A cartoon depicting a frantic man sitting on a life preserver who is yelling out, with a Teams logo appearing within a speech bubble.

Rescue Teams–Microsoft Teams Comes Through

One staff work tool that has been a part of UMass Boston IT about as long as IT Outcomes itself is Microsoft Teams. As a part of the Microsoft Office suite of productivity tools Microsoft Teams has been available for university staff to use for many years, but in 2020 when the pandemic shut down campus Microsoft Teams came into greater use, especially among IT staff. In fact, it could be said that Teams provided a crucial lifeline to the IT department. At a time when meeting in person on campus was not possible, Teams allowed IT staff to communicate and collaborate from home and work on group projects that otherwise may have had to be postponed or cancelled.  

UMass Boston has had full access to Microsoft Office 365 tools for a long time, but it’s fair to say that Teams was one feature available to it that was highly underutilized, if not outright ignored. It was only when IT staff recognized how inefficient and unorganized things got when a project requiring group participation came up that they realized they had a problem. Email worked poorly as a group communications tool when planning, and when hosting face-to-face meetings on campus was no longer an option, IT knew they had to find a better way. Little did they know a better way had been at their fingertips all along.  

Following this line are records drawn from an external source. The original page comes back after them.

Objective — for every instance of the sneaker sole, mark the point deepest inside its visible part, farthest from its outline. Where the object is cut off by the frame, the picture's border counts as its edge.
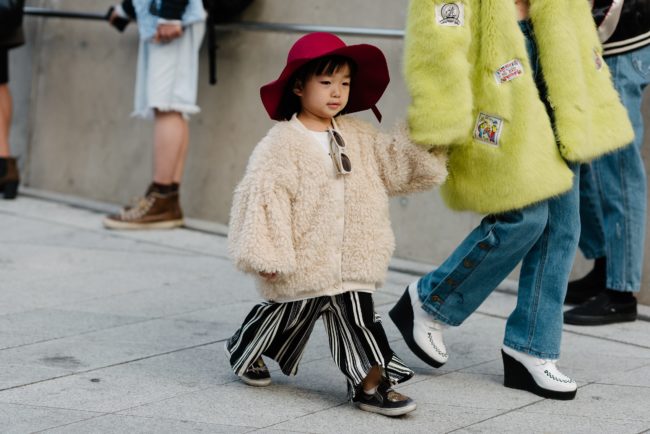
(254, 383)
(168, 224)
(391, 412)
(599, 320)
(402, 316)
(516, 376)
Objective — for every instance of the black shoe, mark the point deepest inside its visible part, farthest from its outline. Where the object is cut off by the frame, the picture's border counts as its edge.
(592, 284)
(384, 401)
(420, 331)
(257, 374)
(602, 309)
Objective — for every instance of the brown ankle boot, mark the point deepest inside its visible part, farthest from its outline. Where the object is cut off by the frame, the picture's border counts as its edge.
(154, 211)
(9, 177)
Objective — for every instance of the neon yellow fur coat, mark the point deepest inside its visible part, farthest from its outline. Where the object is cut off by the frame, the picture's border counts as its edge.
(469, 76)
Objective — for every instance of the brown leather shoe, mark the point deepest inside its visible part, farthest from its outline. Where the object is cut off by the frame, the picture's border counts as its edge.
(154, 211)
(9, 177)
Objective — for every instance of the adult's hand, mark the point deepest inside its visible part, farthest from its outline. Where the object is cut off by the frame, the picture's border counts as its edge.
(167, 32)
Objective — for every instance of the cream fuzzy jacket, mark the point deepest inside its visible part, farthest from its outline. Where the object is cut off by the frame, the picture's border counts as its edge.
(293, 215)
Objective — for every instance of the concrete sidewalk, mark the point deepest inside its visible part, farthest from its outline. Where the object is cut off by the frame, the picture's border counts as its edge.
(122, 332)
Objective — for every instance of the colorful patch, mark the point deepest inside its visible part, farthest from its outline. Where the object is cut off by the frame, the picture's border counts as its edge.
(450, 14)
(598, 59)
(488, 129)
(509, 71)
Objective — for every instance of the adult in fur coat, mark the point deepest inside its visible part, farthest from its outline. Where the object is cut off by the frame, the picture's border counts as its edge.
(515, 139)
(310, 220)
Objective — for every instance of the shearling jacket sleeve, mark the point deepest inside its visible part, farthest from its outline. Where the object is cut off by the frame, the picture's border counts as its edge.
(405, 167)
(437, 71)
(260, 232)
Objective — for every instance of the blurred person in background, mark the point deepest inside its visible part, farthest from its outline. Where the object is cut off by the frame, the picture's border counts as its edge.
(11, 36)
(171, 32)
(613, 190)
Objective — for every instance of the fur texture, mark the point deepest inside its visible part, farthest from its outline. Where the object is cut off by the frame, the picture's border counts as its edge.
(450, 74)
(284, 213)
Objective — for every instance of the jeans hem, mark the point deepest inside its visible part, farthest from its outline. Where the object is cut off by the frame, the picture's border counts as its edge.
(622, 287)
(439, 317)
(530, 351)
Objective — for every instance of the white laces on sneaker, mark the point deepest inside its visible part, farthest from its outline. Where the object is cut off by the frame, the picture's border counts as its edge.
(552, 372)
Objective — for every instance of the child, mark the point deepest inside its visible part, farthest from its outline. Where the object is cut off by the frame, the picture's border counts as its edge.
(310, 220)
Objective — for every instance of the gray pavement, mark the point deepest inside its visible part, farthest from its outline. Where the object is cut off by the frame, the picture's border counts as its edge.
(122, 332)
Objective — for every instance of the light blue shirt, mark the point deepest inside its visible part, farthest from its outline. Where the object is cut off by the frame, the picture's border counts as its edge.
(147, 23)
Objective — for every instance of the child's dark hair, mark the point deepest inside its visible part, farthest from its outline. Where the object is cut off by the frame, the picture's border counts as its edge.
(326, 65)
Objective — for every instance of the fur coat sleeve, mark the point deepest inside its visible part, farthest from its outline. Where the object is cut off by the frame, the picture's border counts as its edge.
(444, 53)
(404, 167)
(260, 231)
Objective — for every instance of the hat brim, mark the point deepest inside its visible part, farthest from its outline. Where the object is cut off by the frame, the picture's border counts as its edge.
(369, 82)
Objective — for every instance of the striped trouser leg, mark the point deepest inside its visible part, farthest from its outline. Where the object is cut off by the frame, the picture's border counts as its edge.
(277, 330)
(358, 341)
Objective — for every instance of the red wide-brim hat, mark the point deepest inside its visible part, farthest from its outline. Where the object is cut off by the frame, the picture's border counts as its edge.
(370, 80)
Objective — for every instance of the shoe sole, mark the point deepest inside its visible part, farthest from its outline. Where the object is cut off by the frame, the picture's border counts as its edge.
(391, 412)
(599, 320)
(168, 224)
(516, 376)
(404, 323)
(254, 383)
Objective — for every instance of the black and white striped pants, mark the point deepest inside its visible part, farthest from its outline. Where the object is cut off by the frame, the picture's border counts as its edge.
(356, 336)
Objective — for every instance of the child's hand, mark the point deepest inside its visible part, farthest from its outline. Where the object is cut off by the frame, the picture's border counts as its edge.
(166, 32)
(269, 276)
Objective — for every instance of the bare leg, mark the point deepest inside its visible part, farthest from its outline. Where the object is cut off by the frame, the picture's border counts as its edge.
(5, 119)
(170, 132)
(180, 165)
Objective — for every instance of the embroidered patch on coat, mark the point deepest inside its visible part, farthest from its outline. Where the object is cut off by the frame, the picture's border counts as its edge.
(450, 14)
(598, 59)
(488, 129)
(509, 71)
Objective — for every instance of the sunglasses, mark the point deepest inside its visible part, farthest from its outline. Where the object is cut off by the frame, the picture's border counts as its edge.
(337, 146)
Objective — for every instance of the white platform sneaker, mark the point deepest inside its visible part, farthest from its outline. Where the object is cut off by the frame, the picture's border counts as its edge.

Assistant Vice Chancellor of Client Services John Mazzarella has become a strong advocate of Microsoft Teams. “You can message people almost like text messaging on your phone; you can do group texts,” he said, just starting to describe the many features’ Teams has that make work on group projects so much easier. “If you have a certain group, your department or a project that you’re working on, or a class with students and a teacher, any group, any defined group, can form a team,” he continued, indicating how usage of Teams has spread throughout the university and become a teaching tool as well.  

Of course, the feature that could be called the star of Teams is its video conferencing capability. Group leaders can schedule meetings involving everyone in that group easily in Outlook, and the meeting can hold an unlimited number of team members. And while obviously this function is what Zoom was created for, Teams provides many other work tools that can be used outside of, and even during, video conferences that Zoom does not. Members can share files with one another and work together on them while meeting on video, and chat messages can be sent either to the entire group or specific members and work much like a text chain. Teams even allows groups to create different “channels” on their Teams site. For example,
the IT staff “One IT” Teams site has a channel specific to general working issues, but it also has one where people can post pictures of their pets, and another in which healthy lifestyle activities are discussed. 

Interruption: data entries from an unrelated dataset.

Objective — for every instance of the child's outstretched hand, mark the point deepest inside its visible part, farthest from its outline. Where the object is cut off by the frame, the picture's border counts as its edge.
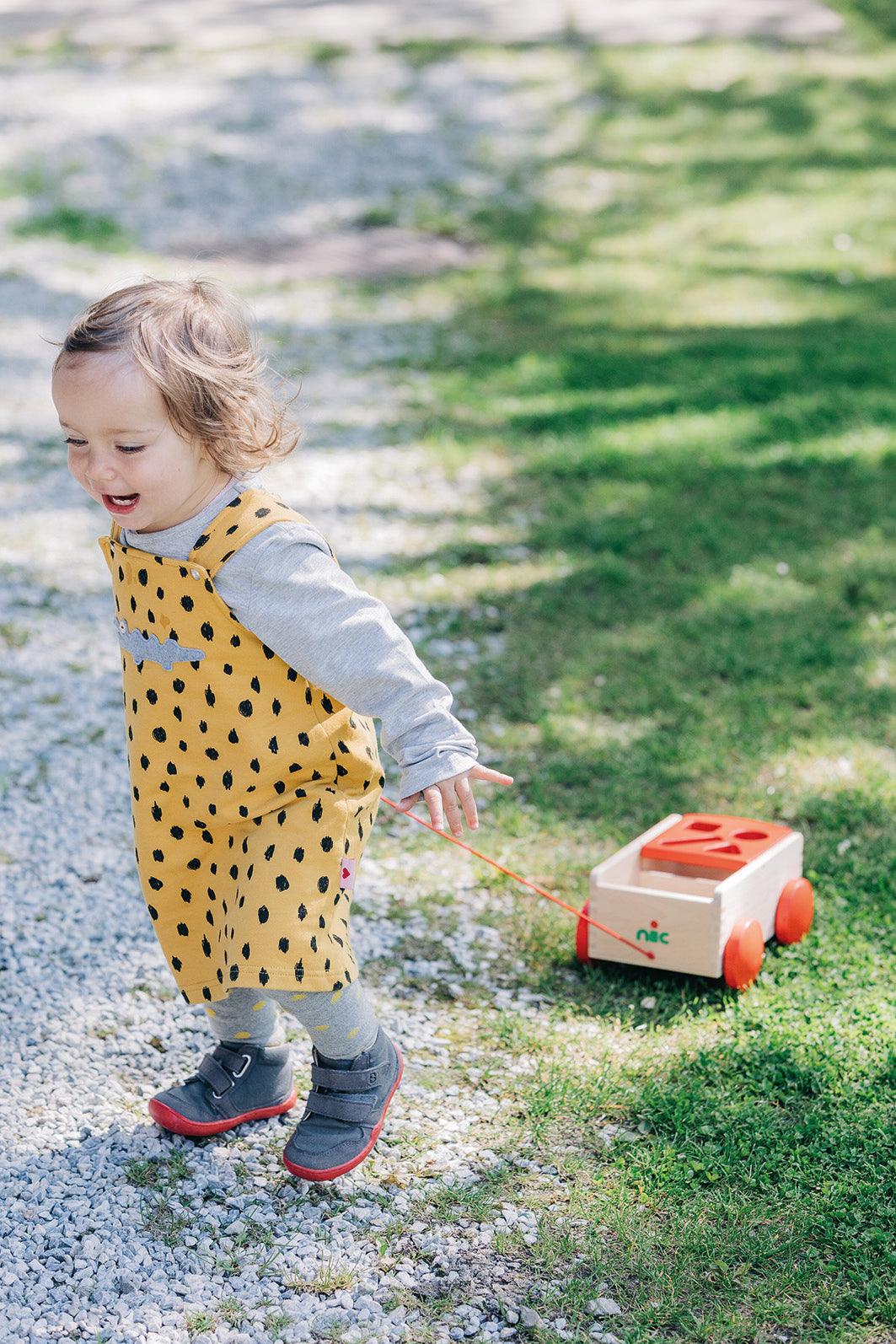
(450, 796)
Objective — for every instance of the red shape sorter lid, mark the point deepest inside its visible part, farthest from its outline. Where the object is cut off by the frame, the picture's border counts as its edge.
(714, 841)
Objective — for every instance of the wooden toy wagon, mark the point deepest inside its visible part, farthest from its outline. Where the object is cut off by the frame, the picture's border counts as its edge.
(703, 893)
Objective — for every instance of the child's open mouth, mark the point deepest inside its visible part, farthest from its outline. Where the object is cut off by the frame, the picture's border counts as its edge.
(120, 503)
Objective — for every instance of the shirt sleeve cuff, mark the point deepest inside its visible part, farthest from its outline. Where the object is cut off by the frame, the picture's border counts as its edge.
(438, 766)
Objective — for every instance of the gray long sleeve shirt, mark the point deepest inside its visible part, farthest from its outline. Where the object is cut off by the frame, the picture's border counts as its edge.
(285, 588)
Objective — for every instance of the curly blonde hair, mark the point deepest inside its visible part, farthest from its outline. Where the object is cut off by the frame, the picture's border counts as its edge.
(196, 343)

Teams is an excellent example of a technology service that was necessitated and first adopted at UMass Boston because of the pandemic but was determined to be so helpful that its usage continued to grow long after the pandemic ended. As things turned out, even though university staff are now free to meet in person to work on group projects, the ease and convenience of video conferencing has rendered the in-person meeting almost obsolete. And as the era of video conferencing has been moving full speed ahead, almost every UMass Boston department wanted to jump on the Teams bandwagon. Enter Teams Training and Support, with Technology Training Specialist Katherine Ananis. In addition to the Teams webinars that individual staff members can register for, Katherine began to offer Teams training workshops to work groups throughout the university and scheduled at their chosen time. If there is one person most responsible for the almost university-wide use of Microsoft Teams at UMass Boston, Katherine Ananis is that person. 

It is not hyperbole to say that Microsoft Teams has transformed collaboration and teamwork at UMass Boston. Not only are staff saying that working on group projects is much easier because of Teams, but the work groups themselves are much more productive. Now that’s Teamswork in Action!